The Divider, by The New Yorker’s Susan Glasser and her husband, Peter Baker of The New York Times, is described by its publisher as a deeply reported “inside story of Donald Trump’s war with Washington — from the chaotic beginning to the violent finale.” At 752 pages, The Divider is the most comprehensive catalogue of the administration’s infighting and cartoonish ineffectiveness. Don’t let the length put you off: The book is riveting.
The Washington Post’s Bob Woodward is an old hand at documenting presidencies in highly readable accounts. He published three books about the Trump White House: Fear, Rage, and Peril. The third, about the final days of the administration, was co-written and reported by Robert Costa of CBS News. It’s easily the best of Woodward’s efforts.

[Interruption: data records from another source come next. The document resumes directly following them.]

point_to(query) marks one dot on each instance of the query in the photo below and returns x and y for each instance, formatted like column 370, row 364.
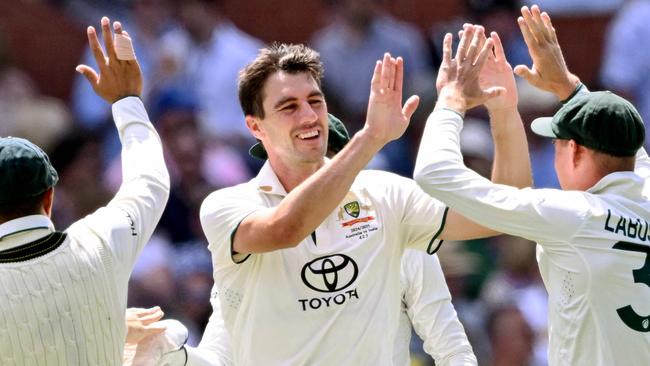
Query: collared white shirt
column 63, row 294
column 334, row 298
column 593, row 247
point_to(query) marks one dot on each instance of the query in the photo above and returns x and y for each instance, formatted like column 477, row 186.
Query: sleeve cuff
column 129, row 110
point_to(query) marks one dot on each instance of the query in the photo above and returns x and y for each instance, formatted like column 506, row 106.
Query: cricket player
column 63, row 293
column 307, row 255
column 593, row 245
column 426, row 307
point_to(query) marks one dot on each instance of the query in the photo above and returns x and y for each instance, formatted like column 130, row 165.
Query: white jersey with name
column 593, row 247
column 63, row 294
column 335, row 298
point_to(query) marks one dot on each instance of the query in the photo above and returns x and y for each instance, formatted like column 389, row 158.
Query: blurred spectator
column 359, row 33
column 79, row 192
column 25, row 111
column 212, row 52
column 626, row 66
column 517, row 282
column 511, row 338
column 192, row 164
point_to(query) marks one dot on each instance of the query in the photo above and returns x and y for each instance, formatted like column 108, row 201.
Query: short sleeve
column 221, row 214
column 422, row 217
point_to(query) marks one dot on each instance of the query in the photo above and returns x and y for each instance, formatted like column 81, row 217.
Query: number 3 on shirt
column 641, row 275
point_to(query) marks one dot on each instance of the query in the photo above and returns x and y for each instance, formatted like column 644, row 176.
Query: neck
column 291, row 175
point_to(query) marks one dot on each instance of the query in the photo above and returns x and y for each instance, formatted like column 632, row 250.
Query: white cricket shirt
column 335, row 298
column 63, row 295
column 593, row 247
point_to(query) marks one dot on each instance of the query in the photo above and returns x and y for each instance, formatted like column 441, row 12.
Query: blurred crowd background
column 191, row 51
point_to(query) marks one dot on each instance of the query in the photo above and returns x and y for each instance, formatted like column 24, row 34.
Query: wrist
column 450, row 100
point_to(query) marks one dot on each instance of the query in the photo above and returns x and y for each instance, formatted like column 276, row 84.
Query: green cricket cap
column 601, row 121
column 25, row 170
column 337, row 138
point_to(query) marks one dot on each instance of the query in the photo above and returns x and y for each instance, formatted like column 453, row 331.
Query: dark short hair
column 290, row 58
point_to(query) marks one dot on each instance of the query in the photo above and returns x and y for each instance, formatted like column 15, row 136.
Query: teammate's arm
column 129, row 219
column 306, row 206
column 429, row 308
column 511, row 159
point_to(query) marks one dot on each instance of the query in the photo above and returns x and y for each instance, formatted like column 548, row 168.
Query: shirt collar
column 627, row 184
column 267, row 182
column 24, row 224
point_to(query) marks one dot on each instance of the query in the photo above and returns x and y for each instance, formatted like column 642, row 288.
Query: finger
column 524, row 72
column 153, row 310
column 446, row 49
column 493, row 92
column 463, row 45
column 375, row 82
column 107, row 35
column 485, row 51
column 410, row 106
column 473, row 51
column 499, row 53
column 89, row 74
column 532, row 23
column 539, row 24
column 117, row 27
column 529, row 38
column 399, row 76
column 546, row 19
column 385, row 71
column 391, row 74
column 95, row 47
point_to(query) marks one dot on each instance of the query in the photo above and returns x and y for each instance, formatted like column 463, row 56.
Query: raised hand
column 458, row 77
column 387, row 119
column 142, row 323
column 497, row 72
column 549, row 71
column 117, row 78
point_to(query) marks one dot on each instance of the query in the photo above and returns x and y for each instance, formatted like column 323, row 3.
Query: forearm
column 145, row 180
column 511, row 158
column 142, row 153
column 307, row 205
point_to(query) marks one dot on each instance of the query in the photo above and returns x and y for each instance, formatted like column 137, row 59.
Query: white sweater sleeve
column 529, row 213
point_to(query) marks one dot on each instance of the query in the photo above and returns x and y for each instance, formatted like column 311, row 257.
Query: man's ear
column 253, row 124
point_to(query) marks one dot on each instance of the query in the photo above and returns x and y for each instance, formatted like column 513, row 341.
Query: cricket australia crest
column 352, row 209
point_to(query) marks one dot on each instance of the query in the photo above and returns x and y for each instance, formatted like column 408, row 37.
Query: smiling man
column 307, row 255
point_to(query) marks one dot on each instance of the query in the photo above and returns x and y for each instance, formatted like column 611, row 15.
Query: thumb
column 89, row 74
column 494, row 92
column 524, row 72
column 410, row 106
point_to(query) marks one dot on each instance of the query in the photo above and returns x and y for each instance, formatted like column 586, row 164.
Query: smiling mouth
column 308, row 135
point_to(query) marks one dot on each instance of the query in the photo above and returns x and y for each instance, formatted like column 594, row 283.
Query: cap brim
column 543, row 126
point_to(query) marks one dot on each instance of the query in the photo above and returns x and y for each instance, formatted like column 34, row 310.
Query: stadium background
column 495, row 283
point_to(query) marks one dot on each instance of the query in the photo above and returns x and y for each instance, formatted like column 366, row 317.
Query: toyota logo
column 330, row 273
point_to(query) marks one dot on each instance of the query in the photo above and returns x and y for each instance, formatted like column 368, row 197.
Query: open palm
column 498, row 72
column 387, row 119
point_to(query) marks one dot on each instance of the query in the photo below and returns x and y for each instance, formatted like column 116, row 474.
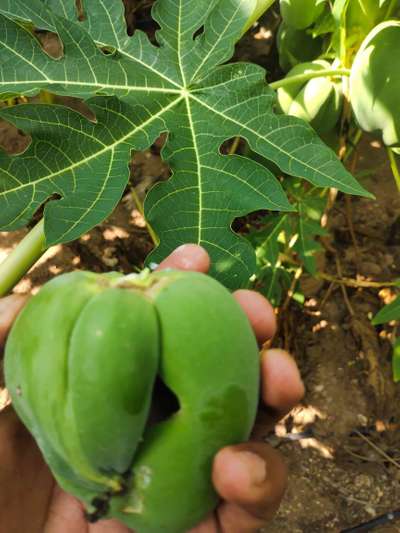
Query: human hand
column 250, row 478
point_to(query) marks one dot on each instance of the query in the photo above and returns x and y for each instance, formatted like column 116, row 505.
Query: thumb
column 251, row 478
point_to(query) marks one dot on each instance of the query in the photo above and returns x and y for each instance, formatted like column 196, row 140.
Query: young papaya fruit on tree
column 375, row 83
column 81, row 362
column 317, row 100
column 296, row 46
column 300, row 14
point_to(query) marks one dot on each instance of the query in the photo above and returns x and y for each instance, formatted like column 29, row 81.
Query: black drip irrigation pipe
column 382, row 520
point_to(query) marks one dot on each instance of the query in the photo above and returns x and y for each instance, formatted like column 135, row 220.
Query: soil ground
column 342, row 444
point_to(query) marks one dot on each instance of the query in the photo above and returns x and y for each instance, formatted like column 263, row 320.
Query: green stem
column 325, row 73
column 22, row 258
column 140, row 208
column 352, row 145
column 391, row 8
column 394, row 167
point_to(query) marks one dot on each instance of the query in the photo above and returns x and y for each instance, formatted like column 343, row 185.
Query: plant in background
column 391, row 312
column 361, row 40
column 136, row 91
column 318, row 101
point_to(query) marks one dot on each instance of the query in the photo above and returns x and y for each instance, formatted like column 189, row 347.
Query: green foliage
column 300, row 14
column 286, row 243
column 296, row 46
column 317, row 101
column 183, row 87
column 387, row 314
column 375, row 83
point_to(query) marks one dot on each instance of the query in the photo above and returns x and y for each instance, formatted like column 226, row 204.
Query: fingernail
column 255, row 466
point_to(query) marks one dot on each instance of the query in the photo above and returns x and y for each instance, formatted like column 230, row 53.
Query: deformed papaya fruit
column 81, row 362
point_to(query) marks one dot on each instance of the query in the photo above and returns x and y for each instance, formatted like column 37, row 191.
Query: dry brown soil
column 342, row 444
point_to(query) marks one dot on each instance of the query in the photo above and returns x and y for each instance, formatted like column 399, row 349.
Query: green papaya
column 317, row 100
column 300, row 14
column 81, row 362
column 375, row 83
column 296, row 46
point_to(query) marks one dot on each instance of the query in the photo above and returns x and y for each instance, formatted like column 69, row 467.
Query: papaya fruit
column 300, row 14
column 296, row 46
column 317, row 100
column 81, row 364
column 375, row 83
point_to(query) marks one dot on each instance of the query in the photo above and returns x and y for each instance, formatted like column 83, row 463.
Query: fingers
column 252, row 479
column 187, row 257
column 259, row 312
column 281, row 384
column 9, row 309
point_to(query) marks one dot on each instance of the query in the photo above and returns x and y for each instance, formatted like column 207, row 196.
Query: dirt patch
column 343, row 443
column 348, row 469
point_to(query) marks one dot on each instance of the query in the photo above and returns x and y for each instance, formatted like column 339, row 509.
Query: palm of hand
column 250, row 478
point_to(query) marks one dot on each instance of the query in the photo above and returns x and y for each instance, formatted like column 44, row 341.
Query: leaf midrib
column 97, row 153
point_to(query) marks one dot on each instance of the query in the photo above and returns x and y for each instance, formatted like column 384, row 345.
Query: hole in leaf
column 164, row 403
column 198, row 32
column 80, row 11
column 236, row 145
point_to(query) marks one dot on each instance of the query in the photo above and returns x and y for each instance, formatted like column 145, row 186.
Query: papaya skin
column 215, row 377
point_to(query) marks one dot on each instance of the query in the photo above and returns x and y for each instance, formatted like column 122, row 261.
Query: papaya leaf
column 182, row 87
column 306, row 245
column 388, row 313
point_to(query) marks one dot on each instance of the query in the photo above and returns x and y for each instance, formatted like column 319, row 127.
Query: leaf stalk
column 22, row 258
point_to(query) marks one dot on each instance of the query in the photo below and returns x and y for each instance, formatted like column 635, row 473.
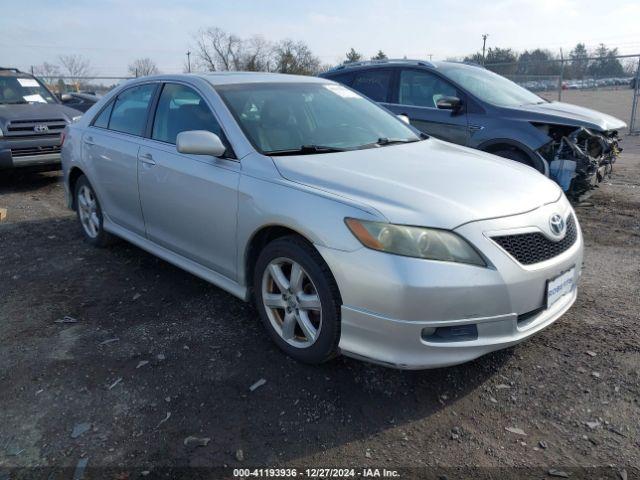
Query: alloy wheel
column 291, row 302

After more than half a century in Washington, Woodward can get just about any important power player on the phone, and Peril relies on his many deep sources. In all, he and Costa interviewed 200 people and compiled 6,000 pages of documents about what they describe as one of the most dangerous periods in American history. One key revelation: that General Mark Milley, then chairman of the Joint Chiefs of Staff, called his counterpart in the Chinese military to assuage Beijing’s fears about Trump launching some sort of American attack in the weeks leading up to Biden being sworn in.
These accounts of the Trump White House share a common theme: that the President’s agenda was consistently undermined by his administration’s ineptitude and the heroic efforts of insiders determined to defend democracy. No doubt most of Trump’s new Cabinet members and other top officials will prove to be largely incompetent. But they were chosen for blind loyalty, not their chops. This time, heroism and undermining Trump are not on anybody’s agenda.